= Mental health in Turkmenistan =

The most recent Mental Health Atlas report from WHO indicated that there are currently no studies on mental health in Turkmenistan.

Mental health in Turkmenistan encompasses the prevalence, treatment, as well as societal effects of mental health conditions in the country. According to a 2020 report from the World Health Organization (WHO), there are currently no published research articles on mental health in Turkmenistan, and similarly, other data on the topic is lacking.

== Epidemiology ==
As stated by WHO, there is currently no information on the prevalence of mental illness in Turkmenistan.

== Treatment ==

=== Treatment facilities ===
There are 8 psychiatric hospitals in all of Turkmenistan.

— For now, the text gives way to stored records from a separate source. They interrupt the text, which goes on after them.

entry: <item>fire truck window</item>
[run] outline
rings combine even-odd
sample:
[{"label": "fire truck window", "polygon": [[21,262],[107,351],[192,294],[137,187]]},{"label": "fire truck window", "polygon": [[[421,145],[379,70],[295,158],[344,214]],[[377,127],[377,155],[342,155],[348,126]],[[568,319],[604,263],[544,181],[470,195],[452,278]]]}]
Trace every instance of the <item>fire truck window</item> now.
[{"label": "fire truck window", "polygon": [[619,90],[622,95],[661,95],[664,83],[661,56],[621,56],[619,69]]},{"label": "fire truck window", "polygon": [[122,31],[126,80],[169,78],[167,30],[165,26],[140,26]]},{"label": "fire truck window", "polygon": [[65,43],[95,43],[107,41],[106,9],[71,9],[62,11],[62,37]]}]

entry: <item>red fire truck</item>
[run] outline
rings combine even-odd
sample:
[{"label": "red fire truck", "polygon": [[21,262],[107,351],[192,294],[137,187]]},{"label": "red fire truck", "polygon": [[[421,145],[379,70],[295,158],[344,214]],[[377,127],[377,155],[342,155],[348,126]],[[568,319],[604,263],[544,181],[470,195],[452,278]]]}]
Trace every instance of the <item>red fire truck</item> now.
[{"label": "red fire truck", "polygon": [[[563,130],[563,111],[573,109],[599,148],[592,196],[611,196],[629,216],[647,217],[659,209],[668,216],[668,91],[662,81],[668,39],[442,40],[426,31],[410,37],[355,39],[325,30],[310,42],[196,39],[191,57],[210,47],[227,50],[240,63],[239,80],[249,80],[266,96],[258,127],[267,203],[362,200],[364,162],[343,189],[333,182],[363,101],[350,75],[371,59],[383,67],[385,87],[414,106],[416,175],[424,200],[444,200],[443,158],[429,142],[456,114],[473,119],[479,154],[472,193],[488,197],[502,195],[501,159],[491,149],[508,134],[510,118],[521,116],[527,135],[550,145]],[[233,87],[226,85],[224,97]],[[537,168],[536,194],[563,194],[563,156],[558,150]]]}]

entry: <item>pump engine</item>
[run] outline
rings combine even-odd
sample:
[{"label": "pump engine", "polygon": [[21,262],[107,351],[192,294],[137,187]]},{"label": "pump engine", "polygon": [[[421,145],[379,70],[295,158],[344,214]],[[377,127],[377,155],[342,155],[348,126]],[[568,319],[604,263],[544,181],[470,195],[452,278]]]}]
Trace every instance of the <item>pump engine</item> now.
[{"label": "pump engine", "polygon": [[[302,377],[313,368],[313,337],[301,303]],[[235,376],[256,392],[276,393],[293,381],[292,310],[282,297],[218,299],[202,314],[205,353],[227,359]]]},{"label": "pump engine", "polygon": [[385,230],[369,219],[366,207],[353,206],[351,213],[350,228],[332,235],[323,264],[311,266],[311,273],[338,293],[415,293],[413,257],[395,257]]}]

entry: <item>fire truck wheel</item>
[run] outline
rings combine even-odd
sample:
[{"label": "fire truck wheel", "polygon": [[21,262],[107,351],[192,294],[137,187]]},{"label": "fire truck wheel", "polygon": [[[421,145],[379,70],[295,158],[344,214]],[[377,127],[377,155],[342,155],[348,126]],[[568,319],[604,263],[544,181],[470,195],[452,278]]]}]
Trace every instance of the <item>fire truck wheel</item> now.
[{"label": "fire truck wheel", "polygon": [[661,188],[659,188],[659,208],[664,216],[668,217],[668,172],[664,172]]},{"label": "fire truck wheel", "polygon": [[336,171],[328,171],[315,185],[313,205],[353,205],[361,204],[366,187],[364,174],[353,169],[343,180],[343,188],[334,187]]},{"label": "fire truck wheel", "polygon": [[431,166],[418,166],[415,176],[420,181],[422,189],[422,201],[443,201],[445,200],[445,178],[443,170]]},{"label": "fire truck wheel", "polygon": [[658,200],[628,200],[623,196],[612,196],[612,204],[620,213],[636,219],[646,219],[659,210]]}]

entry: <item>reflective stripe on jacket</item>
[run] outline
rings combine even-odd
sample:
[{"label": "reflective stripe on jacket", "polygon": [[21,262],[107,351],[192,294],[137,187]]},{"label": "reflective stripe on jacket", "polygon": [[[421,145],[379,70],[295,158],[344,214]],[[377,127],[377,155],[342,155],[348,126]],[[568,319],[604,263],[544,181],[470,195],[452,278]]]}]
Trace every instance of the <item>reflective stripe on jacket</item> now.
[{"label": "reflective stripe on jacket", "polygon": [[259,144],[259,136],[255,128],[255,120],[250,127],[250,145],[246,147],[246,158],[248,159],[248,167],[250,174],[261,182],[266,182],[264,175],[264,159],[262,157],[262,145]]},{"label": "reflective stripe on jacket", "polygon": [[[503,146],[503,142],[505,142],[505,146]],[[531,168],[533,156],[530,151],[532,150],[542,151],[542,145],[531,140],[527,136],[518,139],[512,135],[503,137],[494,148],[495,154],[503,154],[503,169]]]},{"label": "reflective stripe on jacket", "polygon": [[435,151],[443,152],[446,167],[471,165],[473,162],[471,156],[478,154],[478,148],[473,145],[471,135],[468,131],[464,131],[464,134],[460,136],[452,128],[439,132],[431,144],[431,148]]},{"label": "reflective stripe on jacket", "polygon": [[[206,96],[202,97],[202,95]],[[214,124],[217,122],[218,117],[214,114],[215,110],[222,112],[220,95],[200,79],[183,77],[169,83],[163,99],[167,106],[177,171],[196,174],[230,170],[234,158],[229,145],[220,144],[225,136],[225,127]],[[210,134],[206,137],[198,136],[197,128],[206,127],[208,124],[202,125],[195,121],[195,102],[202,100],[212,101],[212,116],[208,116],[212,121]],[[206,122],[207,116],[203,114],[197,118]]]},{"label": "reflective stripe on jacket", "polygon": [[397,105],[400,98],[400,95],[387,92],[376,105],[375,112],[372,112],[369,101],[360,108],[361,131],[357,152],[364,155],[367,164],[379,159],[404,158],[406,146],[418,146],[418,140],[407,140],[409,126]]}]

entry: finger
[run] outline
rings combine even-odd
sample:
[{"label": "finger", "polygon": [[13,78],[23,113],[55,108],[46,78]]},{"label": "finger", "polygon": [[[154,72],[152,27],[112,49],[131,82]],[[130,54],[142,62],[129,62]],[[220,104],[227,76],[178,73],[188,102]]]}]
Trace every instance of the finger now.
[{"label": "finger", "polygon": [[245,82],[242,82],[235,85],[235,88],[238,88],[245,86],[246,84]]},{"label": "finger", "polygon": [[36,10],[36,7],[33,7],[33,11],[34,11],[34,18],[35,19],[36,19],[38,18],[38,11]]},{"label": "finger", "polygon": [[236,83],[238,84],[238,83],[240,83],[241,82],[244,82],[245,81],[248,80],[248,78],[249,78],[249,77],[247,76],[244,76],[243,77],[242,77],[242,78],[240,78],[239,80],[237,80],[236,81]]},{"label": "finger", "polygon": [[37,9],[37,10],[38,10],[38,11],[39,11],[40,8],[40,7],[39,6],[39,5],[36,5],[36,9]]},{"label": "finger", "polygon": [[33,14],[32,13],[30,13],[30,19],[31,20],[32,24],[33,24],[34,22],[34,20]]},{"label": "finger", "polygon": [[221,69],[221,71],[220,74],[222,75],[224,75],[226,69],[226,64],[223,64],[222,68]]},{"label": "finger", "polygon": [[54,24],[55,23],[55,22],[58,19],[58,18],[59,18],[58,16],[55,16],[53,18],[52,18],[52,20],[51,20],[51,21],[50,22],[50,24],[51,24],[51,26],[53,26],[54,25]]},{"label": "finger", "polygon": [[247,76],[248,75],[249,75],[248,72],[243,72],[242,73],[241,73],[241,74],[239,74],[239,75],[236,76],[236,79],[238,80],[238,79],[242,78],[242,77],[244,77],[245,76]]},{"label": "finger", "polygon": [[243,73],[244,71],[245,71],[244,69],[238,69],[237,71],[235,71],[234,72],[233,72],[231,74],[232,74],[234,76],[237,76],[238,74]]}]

=== Mental health professionals ===
In 2020, there were 135 mental health professionals in the entire country, consisting of 134 psychiatrists and one psychologist.

== Initiatives ==

=== 2018 World Mental Health Day conference ===
On World Mental Health Day in 2018, the WHO Country Office in Turkmenistan organised a conference of psychiatrists and family doctors, making the conference the first of its kind in Turkmenistan.

=== UNICEF mental health course ===
In 2024, UNICEF organised a six-week course on providing psychosocial support, which was attended by over 200 specialists across the country, including teachers, family doctors and social workers.